Pharmacists are already saying they will have to take steps to deal with the reduction in income, by offering fewer free services or shorter hours for example. But while patients will notice those reductions, many won’t be likely to see the potential upside­—lower generic drug prices—because only 15 per cent of Ontarians pay for their prescription drugs themselves. The rest are insured either by the government, by their employers or by their own insurance companies.

The Ontario government was careful to invite some key allies to Matthews’ press conference. Sid Ryan, president of the Ontario Federation of Labour, said the announcement is “a gutsy move and long overdue.” The cost of drugs is going up so fast, he said, that negotiators at the bargaining table have to make an awful choice between maintaining drug plans or laying off employees. Beside him was Rick Perciante, acting CEO of the Canadian Cancer Society. People who are fighting for their lives, he said, “shouldn’t have to worry about how they’re going to pay for cancer drugs. The changes will allow [for] greater access.” Matthews was counting on that support: “This is a fight I’m prepared to take on with the pharmacists.”

Less than a week later, Shoppers Drug Mart shortened hours at several stores in Matthews’ home city of London. It announced that customers there would have to pay for home delivery of prescriptions.

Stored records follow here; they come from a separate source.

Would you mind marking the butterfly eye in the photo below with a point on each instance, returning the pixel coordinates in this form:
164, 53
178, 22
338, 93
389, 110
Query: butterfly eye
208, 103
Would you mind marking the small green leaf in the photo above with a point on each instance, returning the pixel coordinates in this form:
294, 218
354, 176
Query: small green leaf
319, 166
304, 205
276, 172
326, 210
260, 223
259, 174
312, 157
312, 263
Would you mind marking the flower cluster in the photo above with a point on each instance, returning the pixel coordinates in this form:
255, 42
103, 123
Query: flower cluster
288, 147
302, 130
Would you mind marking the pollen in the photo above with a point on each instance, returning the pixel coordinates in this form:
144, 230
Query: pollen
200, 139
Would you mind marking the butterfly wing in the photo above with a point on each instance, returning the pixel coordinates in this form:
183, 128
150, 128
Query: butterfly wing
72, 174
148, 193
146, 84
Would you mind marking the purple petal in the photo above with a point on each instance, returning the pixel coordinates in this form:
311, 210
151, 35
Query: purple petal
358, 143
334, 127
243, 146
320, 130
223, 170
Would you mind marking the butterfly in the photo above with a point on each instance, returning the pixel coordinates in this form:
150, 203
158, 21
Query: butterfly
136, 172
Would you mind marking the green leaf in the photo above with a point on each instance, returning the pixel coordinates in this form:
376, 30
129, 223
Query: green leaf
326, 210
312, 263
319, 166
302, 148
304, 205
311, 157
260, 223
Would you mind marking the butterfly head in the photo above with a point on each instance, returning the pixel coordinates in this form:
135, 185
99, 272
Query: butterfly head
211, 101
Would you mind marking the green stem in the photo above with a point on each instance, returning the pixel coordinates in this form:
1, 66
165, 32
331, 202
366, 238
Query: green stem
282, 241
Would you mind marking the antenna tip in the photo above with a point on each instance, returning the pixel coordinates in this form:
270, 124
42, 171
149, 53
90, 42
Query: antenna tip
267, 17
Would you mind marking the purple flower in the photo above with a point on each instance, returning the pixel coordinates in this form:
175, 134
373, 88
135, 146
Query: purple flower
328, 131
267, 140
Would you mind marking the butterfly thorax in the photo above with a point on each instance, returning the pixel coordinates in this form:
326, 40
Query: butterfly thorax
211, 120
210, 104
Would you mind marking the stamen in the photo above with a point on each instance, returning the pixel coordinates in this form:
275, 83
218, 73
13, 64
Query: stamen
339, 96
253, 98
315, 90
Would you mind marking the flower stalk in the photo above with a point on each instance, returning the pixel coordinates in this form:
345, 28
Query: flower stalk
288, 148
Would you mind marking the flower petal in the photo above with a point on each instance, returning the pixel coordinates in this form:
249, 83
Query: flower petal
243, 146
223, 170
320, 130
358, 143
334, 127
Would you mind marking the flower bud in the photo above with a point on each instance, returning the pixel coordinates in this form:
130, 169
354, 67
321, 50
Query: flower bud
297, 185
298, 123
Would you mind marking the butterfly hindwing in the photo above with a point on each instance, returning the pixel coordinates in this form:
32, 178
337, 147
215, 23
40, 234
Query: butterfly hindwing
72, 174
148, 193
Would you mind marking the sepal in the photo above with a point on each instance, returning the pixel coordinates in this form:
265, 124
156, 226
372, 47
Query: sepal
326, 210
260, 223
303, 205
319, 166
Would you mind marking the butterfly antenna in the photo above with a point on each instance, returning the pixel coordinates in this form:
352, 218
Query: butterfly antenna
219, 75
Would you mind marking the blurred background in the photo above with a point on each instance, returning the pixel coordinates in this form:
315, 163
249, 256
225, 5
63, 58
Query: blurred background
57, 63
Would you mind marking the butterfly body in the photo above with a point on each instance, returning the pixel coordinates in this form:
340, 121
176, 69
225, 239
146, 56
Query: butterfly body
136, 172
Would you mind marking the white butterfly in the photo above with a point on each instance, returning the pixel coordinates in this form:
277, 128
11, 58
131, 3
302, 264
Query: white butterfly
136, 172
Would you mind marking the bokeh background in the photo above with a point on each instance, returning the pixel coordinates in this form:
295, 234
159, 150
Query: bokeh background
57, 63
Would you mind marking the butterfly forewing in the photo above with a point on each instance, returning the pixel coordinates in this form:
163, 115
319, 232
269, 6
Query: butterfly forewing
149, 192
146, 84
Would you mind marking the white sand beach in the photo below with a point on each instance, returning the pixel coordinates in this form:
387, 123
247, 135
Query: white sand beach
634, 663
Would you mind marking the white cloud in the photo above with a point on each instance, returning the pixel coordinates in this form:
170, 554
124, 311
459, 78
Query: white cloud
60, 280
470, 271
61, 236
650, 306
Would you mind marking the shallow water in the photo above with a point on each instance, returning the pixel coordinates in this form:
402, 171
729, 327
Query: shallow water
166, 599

In a statement, CEO Jürgen Schreiber said the decision was “a difficult one for our associate-owners” but “given the impending funding cuts,” Shoppers must “modify our business model to ensure the long-term sustainability of our stores.” (Shoppers did not return phone calls from Maclean’s seeking comment for this story.)

If nothing changes, more pharmacies will have to take steps to cut costs, said Nadine Saby of the Canadian Association of Chain Drug Stores: “I don’t think they’re going to have a choice.” She sees nothing wrong with ending the rebates, but only if dispensing fees double and other fees are hiked to pay pharmacists for helping patients manage their drugs. That demand, which could cost the government hundreds of millions of dollars, shows just how high the stakes are.